QUOTE (chawbs @ 2009-11-19 11:40)
I have started looking at Wix <snip> and like the simplicity of that but that requires a whole lot of work up front to get things right and would exclude me from an upgrade from the original to the new setup.

Well, there's no such thing as a free lunch. I've never really got into Wix but I know one of the active chaps on the Wise Application Packaging froum Symantec's Connect (his "nickname" is 'EdT') is a big fan. You may want to converse with him.

I'm not sure why you say that using it would exclude you from an upgrade: if all the ProductCodes and such remain the same, running a new setup would result in no changes, since the WI information would already be present, as would the files and registry data. As you know, WI is reasonably intelligent and wouldn't install stuff which is already present.

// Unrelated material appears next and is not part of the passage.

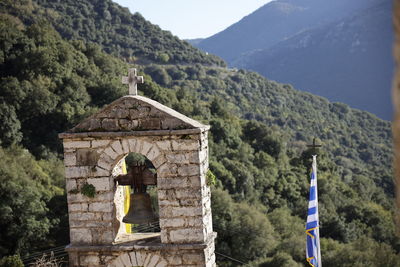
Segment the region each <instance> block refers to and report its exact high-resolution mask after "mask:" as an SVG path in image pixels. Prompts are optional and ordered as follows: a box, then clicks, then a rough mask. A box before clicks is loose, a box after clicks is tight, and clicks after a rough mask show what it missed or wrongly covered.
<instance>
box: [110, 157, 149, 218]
mask: <svg viewBox="0 0 400 267" xmlns="http://www.w3.org/2000/svg"><path fill="white" fill-rule="evenodd" d="M115 180H116V181H117V182H118V184H119V185H130V186H131V187H132V189H133V190H132V191H133V192H132V194H131V195H130V204H129V210H128V213H127V214H126V215H125V217H124V218H123V219H122V221H123V222H124V223H130V224H146V223H150V222H153V221H154V220H156V219H157V216H156V215H155V214H154V211H153V209H152V207H151V199H150V195H149V194H148V193H146V187H147V186H148V185H156V184H157V174H155V173H153V172H151V171H150V170H149V169H148V168H147V166H146V165H144V164H140V163H138V162H135V163H134V164H132V165H131V166H130V170H129V172H128V173H127V174H126V175H119V176H117V177H116V178H115Z"/></svg>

In the past, I've used a scripted approach, where the script reads an INI file. It controlled the post-Windows build process for a software house's test servers: SQL Server, XML Parser, IIS, BizTalk (plus arms-full of BT configuration), followed by whichever of their products was to be tested. The beauty of that route is that the script can test the installed state of products using the WindowsInstaller.Installer object's ProductState property. If it's already installed, the script has no work to do and skips to the next product in the list.

You may want to look at something simpler, say, using a stub executable which simply calls the MSIs in sequence.

Edited by VBScab, 19 November 2009 - 12:15.